Steven and Dodo stepped out into a room
that was in complete contrast to the two previous ones. This room was
decorated as an old-fashioned ballroom. A huge chandelier slowly
turned, flashing vari-coloured lights across a triangular dance floor
of beautifully polished parquet wood. The music was gentle and
soothing: old time waltzes, quick steps and fox trots. On the dance
floor, three ballerina dolls, one male and two females, were doing a
slow graceful dance number. Dodo and Steven stopped to watch.
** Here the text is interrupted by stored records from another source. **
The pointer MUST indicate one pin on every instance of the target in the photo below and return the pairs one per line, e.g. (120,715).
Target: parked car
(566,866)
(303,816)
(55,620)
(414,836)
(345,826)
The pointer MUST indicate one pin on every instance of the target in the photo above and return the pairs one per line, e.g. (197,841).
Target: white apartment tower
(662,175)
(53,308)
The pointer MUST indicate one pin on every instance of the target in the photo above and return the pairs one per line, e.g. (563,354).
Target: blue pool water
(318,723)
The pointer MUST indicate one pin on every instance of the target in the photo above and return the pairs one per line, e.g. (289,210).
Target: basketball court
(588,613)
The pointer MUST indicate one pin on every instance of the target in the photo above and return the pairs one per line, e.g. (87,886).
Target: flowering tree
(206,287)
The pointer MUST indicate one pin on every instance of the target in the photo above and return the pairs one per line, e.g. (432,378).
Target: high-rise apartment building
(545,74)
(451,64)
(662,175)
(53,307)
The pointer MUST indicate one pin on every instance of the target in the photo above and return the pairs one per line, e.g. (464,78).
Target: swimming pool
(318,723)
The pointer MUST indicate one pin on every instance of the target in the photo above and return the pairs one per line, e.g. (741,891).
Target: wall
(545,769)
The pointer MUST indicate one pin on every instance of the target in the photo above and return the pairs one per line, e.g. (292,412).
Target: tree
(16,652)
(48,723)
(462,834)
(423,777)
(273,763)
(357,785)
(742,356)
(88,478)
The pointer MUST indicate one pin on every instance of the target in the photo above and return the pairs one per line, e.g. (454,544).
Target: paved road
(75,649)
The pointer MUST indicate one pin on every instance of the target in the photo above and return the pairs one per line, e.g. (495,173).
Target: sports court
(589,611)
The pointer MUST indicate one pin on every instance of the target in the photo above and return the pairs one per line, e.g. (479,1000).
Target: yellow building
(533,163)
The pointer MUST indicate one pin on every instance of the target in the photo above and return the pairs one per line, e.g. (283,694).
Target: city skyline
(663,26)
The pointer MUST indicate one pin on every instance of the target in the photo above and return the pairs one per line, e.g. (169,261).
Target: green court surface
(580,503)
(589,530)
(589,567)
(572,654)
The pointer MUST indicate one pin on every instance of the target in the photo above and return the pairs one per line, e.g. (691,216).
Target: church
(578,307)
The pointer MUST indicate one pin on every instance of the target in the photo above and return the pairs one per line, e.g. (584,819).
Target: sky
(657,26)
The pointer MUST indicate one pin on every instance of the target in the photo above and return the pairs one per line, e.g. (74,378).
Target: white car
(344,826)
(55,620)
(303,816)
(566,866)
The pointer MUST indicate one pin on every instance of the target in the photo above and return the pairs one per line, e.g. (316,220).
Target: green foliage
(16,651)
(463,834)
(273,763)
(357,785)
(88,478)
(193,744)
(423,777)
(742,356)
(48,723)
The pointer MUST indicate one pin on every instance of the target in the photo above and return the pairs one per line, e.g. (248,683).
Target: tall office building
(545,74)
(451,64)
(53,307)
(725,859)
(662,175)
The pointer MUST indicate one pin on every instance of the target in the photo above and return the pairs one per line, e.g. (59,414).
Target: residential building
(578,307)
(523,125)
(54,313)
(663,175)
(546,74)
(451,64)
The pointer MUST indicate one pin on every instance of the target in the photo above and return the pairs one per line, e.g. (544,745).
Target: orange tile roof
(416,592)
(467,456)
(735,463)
The dance ended, the dolls took their
bows to Dodo's applause, and then relapsed stiffly to a
mannequin-like position. Steven, who had been watching the dancing a
little impatiently, moved forward to step on the wooden dance floor
but Dodo stopped him.

'Be careful,' she said. 'It may be
dangerous - like the chairs.'

'There's no other way to get to the
TARDIS,' said Steven.

Dodo shook her head. 'Remember what
we've been through. It can't be that simple, can it? There must be a
catch to it somewhere.' She went on to quote the riddle. 'Then escape
the rhythmic beat, or you'll forever tap your feet. What do you
suppose that means?' For answer Steven cautiously stretched his hand
over the dance floor. A slow waltz started up. He pulled his hand
back. The music stopped.

'Strange,' said Dodo. She put her hand
over the floor and the same thing occurred. 'I can do it too,' she
said.

Steven shook his head anxiously. 'The
Doctor's game won't wait for us. We'll just have to take a chance.'
As he spoke, from behind through the passageway, Sergeant Rugg and
Mrs Wiggs emerged. Their clothes were now clean and beautifully fresh
and pressed. They walked a little stiffly, even proudly.